According to New Eagle Insurance, life insurance helps to compensate your loved ones financially when you pass away. You pay a premium based on factors like your age, medical history and other risk factors, and in exchange, your insurance company pays a sum to the beneficiaries you choose upon your passing.
If you’re unsure if you need life insurance, take the time to answer the following questions:
- Do you have enough saved for funeral expenses?
- Are your debts paid off?
- Do you have enough savings to provide for your spouse for another 10-30 years?
If you answered no to any of these questions, it’s probably a good idea to get a life insurance policy.
Many adults rely on their employers for health insurance. If that is your current situation, you may find yourself without coverage when you retire.

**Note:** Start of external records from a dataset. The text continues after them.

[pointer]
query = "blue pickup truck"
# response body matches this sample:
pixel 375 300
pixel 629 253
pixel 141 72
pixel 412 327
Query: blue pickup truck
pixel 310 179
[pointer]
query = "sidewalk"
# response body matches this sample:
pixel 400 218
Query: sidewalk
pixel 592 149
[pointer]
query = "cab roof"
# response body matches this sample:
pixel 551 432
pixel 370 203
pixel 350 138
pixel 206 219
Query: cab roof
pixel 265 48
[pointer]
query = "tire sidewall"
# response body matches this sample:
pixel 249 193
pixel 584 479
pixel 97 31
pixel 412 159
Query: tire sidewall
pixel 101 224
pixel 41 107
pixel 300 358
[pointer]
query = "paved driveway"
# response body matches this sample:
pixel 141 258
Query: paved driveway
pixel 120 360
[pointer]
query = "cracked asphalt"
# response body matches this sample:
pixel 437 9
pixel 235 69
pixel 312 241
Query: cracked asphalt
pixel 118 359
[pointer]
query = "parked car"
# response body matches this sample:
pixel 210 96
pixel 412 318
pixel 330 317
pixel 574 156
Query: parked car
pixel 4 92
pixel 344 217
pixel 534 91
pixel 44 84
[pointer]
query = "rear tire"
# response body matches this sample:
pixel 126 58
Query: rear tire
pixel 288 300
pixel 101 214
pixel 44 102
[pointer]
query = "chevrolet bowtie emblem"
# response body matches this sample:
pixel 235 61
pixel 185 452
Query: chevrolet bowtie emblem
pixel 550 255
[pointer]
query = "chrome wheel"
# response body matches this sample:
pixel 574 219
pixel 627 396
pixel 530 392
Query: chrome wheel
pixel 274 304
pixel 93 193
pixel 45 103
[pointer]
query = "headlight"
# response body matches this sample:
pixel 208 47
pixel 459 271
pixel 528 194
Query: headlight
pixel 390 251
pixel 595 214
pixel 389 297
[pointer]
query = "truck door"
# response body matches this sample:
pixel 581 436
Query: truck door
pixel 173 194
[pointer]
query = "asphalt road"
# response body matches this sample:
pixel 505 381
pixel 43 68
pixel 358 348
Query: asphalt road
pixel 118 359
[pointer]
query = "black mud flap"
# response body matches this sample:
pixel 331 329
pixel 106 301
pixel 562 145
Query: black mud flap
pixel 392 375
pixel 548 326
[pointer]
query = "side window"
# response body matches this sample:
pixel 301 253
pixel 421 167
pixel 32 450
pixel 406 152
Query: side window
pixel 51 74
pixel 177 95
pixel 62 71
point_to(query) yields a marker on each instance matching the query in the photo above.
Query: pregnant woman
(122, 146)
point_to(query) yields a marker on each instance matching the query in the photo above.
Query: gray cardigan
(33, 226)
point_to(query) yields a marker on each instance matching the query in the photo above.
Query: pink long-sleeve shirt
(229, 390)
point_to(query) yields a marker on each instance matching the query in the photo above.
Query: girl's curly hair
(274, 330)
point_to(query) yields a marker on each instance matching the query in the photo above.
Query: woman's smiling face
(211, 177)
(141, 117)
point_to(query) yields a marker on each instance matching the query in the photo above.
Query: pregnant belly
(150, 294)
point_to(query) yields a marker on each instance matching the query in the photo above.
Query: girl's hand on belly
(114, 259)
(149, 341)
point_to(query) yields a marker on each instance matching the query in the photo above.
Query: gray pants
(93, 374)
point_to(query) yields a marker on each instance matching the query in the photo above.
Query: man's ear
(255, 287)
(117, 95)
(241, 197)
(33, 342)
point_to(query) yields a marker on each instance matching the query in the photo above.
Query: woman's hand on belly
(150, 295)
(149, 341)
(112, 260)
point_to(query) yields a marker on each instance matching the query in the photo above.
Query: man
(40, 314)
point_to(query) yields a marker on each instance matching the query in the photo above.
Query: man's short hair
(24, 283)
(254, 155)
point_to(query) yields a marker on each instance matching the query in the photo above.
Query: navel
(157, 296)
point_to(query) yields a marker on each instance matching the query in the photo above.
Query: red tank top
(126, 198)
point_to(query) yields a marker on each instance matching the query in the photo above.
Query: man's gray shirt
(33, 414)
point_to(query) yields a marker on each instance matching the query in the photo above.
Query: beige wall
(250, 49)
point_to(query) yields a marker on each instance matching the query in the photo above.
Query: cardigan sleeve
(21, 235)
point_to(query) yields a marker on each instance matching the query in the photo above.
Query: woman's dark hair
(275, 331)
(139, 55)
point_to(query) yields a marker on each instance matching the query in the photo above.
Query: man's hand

If you are in good health, Medicare may be adequate for you, but that isn’t something you want to be figuring out when you don’t have coverage. It is important to look at your and your family’s medical history and the coverage offered through Medicare and other available insurance options. If you decide to go with Medicare, it may be a good idea to explore supplemental options that are available in the case of an emergency.
Many people considering retiring begin to question whether or not they should cancel their disability insurance. InsureSTAT explains, “disability insurance is generally priced based on morbidity risk or likelihood to develop chronic illness.” The return on investment with disability insurance diminishes as you age and usually stops paying out at age 65. However, between the ages of 50-65 is also a time when a disability might be more likely. People in their mid 50s tend to need disability the most, but those up to their mid 60s could also benefit from it. That being said, some don’t need it altogether, so it depends on your situation and what you feel comfortable investing in.
Long-Term Care Insurance
After reaching retirement age, some people will need some form of long-term care, whether it be through a nursing home or in-home care. However, long-term care is generally not covered by health insurance nor by Medicare.
Long-term care insurance is an option that can help protect your savings, assets and inheritance after retirement. The earlier you plan for this, the lower the rates you’ll pay. If you have a spouse who also needs care, some companies have an option for shared care, which allows you and your spouse to share coverage.
It’s crucial to ensure you can live without the safety net of this type of insurance before canceling. There are some disability policies that pay for life, offering tremendous value. Partial disability coverage can replace lost income if the disability reduces your ability to earn money. Make sure you pay for disability coverage insurance with your personal, after-tax dollars to maximize your benefit by allowing them to be tax-free.